The dispute continues until today and recent escalations highlighted the state’s bias towards the bigwigs. The state’s silence on this land dispute — between a legally existing entity (NU) and a legal nonentity (Zweil City), and the dispute over buildings between a party that raised the funds, designed and supervised completion and another that played no role at all in this — cannot be interpreted as confusion or not knowing what is right. Instead, it is apparently clear appeasement of big shots.
Pacifying the bigwigs is evident in many actions by the state, such as hastily issuing a decision to give Zweil — who does not have a recognised legal entity — rights to the land, and permitting him to raise funds and donations for his city without legal cover. It is also evident in accepting the proposed list of Board of Trustees without revisions (although one of its members is a billionaire who owns a firm where Zweil and another board member work, and he has massive investments in Israel). These are all exceptions that contradict the nature of things in the Egyptian state.
Meanwhile, force is used to end the student sit-it and although the paperwork has been ready for nearly two years, a presidential decree anointing NU as an independent civil university (completely separating it from its founding institution) is not forthcoming. The state has even suggested that other land should be allocated to NU. But this ignores the funds and effort that were invested in the existing buildings.
This is not the only incident demonstrating the state’s bias towards influential players. One week ago, there were clashes in Tahrir Square between groups protesting the president’s performance, his unfilled promises, and parts of the draft constitution, on the one hand, and the Muslim Brotherhood and its supporters on the side of the president.

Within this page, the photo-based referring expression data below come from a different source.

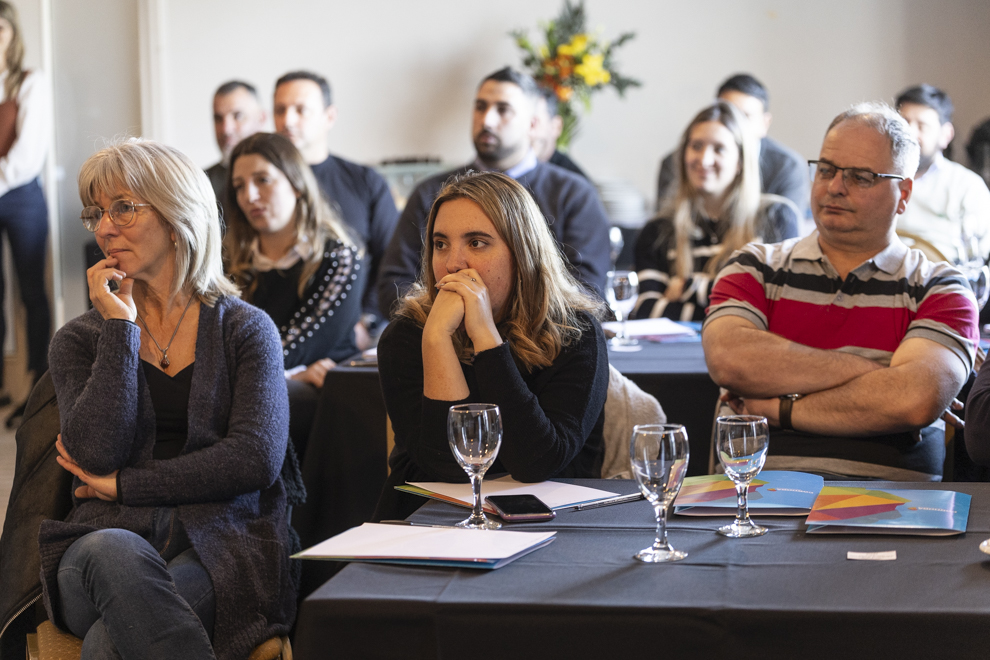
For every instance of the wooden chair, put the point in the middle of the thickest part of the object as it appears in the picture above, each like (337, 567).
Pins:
(50, 643)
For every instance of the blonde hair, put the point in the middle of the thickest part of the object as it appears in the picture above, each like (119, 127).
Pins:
(541, 315)
(183, 198)
(741, 204)
(14, 57)
(314, 220)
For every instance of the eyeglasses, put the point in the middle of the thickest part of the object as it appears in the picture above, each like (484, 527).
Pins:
(851, 176)
(121, 214)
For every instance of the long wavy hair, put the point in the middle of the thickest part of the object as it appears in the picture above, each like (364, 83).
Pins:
(14, 56)
(541, 315)
(314, 220)
(180, 193)
(740, 206)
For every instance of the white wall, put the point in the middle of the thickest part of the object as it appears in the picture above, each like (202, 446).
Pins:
(404, 73)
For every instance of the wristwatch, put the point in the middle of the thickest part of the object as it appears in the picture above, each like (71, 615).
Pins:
(784, 415)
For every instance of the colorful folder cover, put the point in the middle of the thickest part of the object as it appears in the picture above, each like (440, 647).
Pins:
(772, 493)
(863, 511)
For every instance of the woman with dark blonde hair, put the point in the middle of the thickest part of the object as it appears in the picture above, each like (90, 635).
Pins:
(174, 423)
(718, 208)
(25, 128)
(292, 257)
(495, 318)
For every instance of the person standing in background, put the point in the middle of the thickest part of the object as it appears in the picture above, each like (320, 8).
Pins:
(237, 114)
(25, 127)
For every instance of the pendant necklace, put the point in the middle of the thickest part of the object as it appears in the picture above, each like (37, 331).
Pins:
(164, 351)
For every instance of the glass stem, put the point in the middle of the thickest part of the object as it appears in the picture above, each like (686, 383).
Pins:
(476, 487)
(661, 541)
(742, 503)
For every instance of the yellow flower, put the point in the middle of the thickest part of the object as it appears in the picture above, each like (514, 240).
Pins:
(579, 44)
(592, 71)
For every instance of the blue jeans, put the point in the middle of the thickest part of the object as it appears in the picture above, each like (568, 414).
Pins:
(126, 599)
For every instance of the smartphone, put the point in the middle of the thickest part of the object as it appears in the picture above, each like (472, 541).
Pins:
(520, 508)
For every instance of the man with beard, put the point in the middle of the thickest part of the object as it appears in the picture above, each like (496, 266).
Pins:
(503, 122)
(950, 205)
(237, 114)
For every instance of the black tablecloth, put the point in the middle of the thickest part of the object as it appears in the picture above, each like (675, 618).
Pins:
(345, 464)
(784, 595)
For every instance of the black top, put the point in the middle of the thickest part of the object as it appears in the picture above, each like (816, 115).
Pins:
(320, 324)
(362, 198)
(561, 159)
(170, 398)
(655, 253)
(782, 172)
(570, 204)
(552, 418)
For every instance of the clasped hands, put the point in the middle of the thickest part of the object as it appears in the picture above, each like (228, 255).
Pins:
(104, 488)
(462, 297)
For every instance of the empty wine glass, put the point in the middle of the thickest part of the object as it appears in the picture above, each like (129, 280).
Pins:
(621, 292)
(659, 454)
(742, 442)
(474, 431)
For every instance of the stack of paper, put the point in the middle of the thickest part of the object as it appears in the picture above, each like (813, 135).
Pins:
(772, 493)
(428, 546)
(862, 511)
(555, 495)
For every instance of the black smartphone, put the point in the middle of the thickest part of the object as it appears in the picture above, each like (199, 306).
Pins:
(520, 508)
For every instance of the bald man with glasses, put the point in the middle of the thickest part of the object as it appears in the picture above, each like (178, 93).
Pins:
(869, 341)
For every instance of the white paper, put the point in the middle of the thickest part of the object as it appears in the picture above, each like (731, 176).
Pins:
(660, 327)
(374, 541)
(555, 495)
(889, 555)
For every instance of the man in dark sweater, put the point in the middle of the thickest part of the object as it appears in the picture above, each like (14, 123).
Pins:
(304, 113)
(504, 110)
(782, 170)
(237, 114)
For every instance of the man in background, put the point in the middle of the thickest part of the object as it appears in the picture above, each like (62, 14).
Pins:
(502, 127)
(782, 170)
(237, 114)
(548, 127)
(305, 113)
(950, 205)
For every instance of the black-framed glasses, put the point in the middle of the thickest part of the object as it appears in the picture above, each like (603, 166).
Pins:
(822, 170)
(121, 212)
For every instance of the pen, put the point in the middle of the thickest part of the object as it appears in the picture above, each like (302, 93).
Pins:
(622, 499)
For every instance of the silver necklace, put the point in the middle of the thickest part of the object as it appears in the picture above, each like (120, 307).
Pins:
(164, 351)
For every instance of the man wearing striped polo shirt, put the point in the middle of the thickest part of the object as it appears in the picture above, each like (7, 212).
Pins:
(849, 343)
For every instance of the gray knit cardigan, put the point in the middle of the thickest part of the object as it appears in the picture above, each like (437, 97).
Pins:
(225, 484)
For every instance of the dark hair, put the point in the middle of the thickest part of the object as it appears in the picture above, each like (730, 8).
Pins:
(746, 84)
(933, 97)
(521, 80)
(551, 98)
(232, 86)
(312, 77)
(315, 220)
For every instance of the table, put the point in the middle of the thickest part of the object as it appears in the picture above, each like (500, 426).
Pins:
(345, 464)
(783, 595)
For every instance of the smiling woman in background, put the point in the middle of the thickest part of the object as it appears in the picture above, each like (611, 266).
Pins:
(292, 257)
(496, 318)
(25, 126)
(718, 208)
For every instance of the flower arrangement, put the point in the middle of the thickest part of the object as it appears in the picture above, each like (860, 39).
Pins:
(572, 63)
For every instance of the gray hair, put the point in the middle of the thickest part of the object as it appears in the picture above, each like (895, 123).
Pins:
(886, 121)
(181, 194)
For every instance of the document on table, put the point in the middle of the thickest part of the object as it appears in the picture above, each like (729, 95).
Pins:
(428, 546)
(660, 327)
(554, 494)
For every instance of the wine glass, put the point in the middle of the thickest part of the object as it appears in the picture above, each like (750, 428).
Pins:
(621, 292)
(741, 442)
(659, 454)
(474, 431)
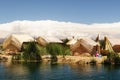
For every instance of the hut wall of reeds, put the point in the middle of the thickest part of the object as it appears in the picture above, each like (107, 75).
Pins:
(14, 42)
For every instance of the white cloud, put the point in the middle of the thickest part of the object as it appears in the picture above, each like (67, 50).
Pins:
(60, 29)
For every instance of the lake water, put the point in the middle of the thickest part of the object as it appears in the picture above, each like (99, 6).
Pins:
(46, 71)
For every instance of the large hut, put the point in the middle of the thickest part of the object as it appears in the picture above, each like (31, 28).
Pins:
(14, 42)
(83, 45)
(44, 40)
(115, 43)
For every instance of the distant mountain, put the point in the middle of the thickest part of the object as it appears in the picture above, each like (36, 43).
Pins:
(59, 29)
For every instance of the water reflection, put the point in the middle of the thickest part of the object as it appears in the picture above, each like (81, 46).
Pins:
(43, 71)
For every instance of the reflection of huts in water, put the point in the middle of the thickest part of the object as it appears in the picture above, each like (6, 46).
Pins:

The call by the Muslim Brotherhood for protests was unusual. Not only because demonstrations in a democratic system are a tool for objection rather than pro-president events as happens under totalitarian rule (we saw this many times in our countries before and during revolution), but also because the demonstrations were to take place in the same place and at the same time that opposition forces were gathering.
This, naturally, leaves great opportunity for violence and reflects a lack of political and national responsibility by those who organised the protests. It also shows disregard for the blood that would be spilled on both sides.
In such an instance, the state should have intervened and therefore its silence was puzzling. Relevant ministries were silent and did not object to permitting two opposing demonstrations to take place in the same place and at the same time.
Meanwhile, lack of action after the clashes — such as not prosecuting the leaders who called for counter-demonstrations — is reprehensible, especially as many times in the past the state took action against protest instigators when demonstrations disintegrated into violence and vandalism.
There are two explanations for the regime’s attitude towards these two incidents. First, that it does not apply the law equally in order to avoid upsetting the bigwigs, as seen in the example of Zweil, his international stature and support for him in the media which he uses to battle the faculty and students who — despite their scientific accomplishments — are not as established as him.
The second explanation is that power has quickly and fully consumed the elected president, who can no longer see matters except through the eyes of authority or the rationale of the people on top.
Abu Bakr (may God bless him) said: “The powerful among you is weak in my eyes until he delivers justice; and the weak among you is powerful in my eyes until his rights are granted.”